Evidenzbasierte Politik möglich machen

Auch andere politische Maßnahmen könnten so evidenzbasiert gesetzt werden, ergänzt die Demographin Alexia Fürnkranz-Prskawetz, die an der Technischen Universität Wien und der Akademie der Wissenschaften forscht. Etwa was den Zusammenhang von Kinderbetreuungsangeboten und Geburtenrate betrifft.
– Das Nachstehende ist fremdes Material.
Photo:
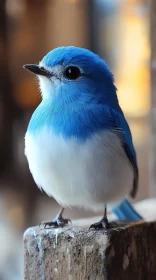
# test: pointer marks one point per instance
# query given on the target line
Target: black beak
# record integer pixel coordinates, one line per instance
(37, 70)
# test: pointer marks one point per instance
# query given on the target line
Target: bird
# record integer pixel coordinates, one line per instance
(78, 144)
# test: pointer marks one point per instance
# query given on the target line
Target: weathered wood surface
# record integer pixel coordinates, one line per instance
(126, 252)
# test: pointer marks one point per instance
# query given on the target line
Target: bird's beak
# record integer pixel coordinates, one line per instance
(37, 70)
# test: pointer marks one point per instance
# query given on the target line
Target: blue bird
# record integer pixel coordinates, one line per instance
(78, 143)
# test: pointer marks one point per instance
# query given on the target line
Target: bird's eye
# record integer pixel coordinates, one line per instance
(72, 73)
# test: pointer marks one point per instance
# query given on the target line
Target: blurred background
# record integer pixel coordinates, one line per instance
(118, 30)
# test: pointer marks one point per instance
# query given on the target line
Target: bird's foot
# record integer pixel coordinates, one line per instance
(58, 222)
(103, 224)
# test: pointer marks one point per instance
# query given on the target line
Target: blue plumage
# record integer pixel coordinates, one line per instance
(80, 102)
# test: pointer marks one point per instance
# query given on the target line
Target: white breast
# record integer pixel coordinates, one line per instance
(86, 174)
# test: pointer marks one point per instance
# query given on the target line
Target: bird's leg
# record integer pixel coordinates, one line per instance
(103, 223)
(59, 221)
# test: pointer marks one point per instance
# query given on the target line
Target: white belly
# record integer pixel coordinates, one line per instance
(86, 174)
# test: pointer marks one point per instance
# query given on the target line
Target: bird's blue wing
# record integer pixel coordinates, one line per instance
(121, 126)
(125, 211)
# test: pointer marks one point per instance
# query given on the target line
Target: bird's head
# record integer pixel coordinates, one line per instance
(74, 74)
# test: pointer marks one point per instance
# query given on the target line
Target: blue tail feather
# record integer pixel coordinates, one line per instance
(125, 211)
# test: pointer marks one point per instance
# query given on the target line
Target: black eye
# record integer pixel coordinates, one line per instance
(72, 73)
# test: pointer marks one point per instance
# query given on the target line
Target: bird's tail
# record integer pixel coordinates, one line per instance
(125, 211)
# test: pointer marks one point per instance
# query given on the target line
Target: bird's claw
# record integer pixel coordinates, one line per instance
(58, 222)
(103, 224)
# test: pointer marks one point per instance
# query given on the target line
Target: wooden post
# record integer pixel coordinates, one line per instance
(127, 252)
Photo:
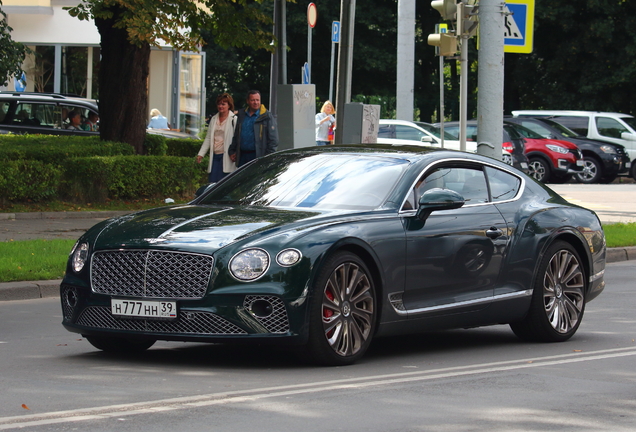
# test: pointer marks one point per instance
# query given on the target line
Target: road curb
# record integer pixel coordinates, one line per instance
(51, 288)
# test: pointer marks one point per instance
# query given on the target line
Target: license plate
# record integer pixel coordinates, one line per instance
(144, 308)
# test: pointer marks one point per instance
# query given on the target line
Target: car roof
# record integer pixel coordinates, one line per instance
(568, 112)
(49, 97)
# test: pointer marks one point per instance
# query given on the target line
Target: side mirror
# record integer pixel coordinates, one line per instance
(203, 189)
(628, 136)
(438, 199)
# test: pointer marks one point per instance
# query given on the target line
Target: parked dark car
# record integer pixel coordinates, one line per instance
(513, 143)
(604, 161)
(550, 160)
(329, 247)
(45, 113)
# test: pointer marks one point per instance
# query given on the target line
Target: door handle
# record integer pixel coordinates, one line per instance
(493, 233)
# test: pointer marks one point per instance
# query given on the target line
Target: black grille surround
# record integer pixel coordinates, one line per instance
(151, 273)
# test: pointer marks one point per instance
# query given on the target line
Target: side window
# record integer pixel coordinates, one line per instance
(503, 185)
(609, 127)
(25, 115)
(385, 131)
(577, 124)
(407, 132)
(537, 128)
(468, 182)
(4, 109)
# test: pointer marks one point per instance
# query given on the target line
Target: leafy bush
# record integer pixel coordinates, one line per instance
(94, 179)
(155, 145)
(55, 149)
(25, 180)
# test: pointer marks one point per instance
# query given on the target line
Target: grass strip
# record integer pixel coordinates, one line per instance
(32, 260)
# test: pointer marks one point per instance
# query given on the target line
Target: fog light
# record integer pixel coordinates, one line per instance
(261, 308)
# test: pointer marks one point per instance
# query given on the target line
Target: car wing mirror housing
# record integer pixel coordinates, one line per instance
(438, 199)
(203, 189)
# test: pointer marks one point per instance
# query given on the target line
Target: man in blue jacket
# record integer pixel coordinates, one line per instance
(256, 134)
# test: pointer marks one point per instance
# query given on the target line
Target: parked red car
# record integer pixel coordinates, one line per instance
(550, 160)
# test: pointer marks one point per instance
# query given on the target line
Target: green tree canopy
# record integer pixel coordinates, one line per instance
(11, 53)
(128, 28)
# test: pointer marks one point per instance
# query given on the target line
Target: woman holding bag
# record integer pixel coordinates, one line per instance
(218, 139)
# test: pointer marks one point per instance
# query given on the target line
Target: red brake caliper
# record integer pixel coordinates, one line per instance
(326, 312)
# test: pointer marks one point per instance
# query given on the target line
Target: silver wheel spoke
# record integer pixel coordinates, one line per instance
(348, 316)
(563, 286)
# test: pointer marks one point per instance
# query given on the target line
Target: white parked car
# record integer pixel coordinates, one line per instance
(610, 127)
(419, 133)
Hier sei der Vergleich internationaler Daten besonders wichtig für die Forschung.

„Ein typisches Beispiel ist Schweden, wo es, anders als in Österreich, flächendeckend eine Ganztagsbetreuung für Kleinkinder gibt sowie Ganztagesschulen“, sagt Fürnkranz-Prskawetz. So könne man im Vergleich mit Österreich und anderen Ländern untersuchen, wie sich diese bessere Vereinbarkeit von Beruf und Familie auf die Geburtenrate eines Landes auswirkt.

Mikrodatenzentrum ab 2022

Das „Austrian Micro Data Center“ soll solche internationalen Vergleiche leichter machen, wegen des besseren Zugangs zu sozioökonomischen Hintergrunddaten. Die Einrichtung des Mikrodatenzentrums wurde vom Ministerrat bereits beschloss, nun muss noch der Nationalrat zustimmen – 2022 soll es geplanterweise seine Arbeit aufnehmen. Genutzt werden kann es ausschließlich von nicht kommerziellen Forschungseinrichtungen und das unter strengen Datenschutzvorgaben.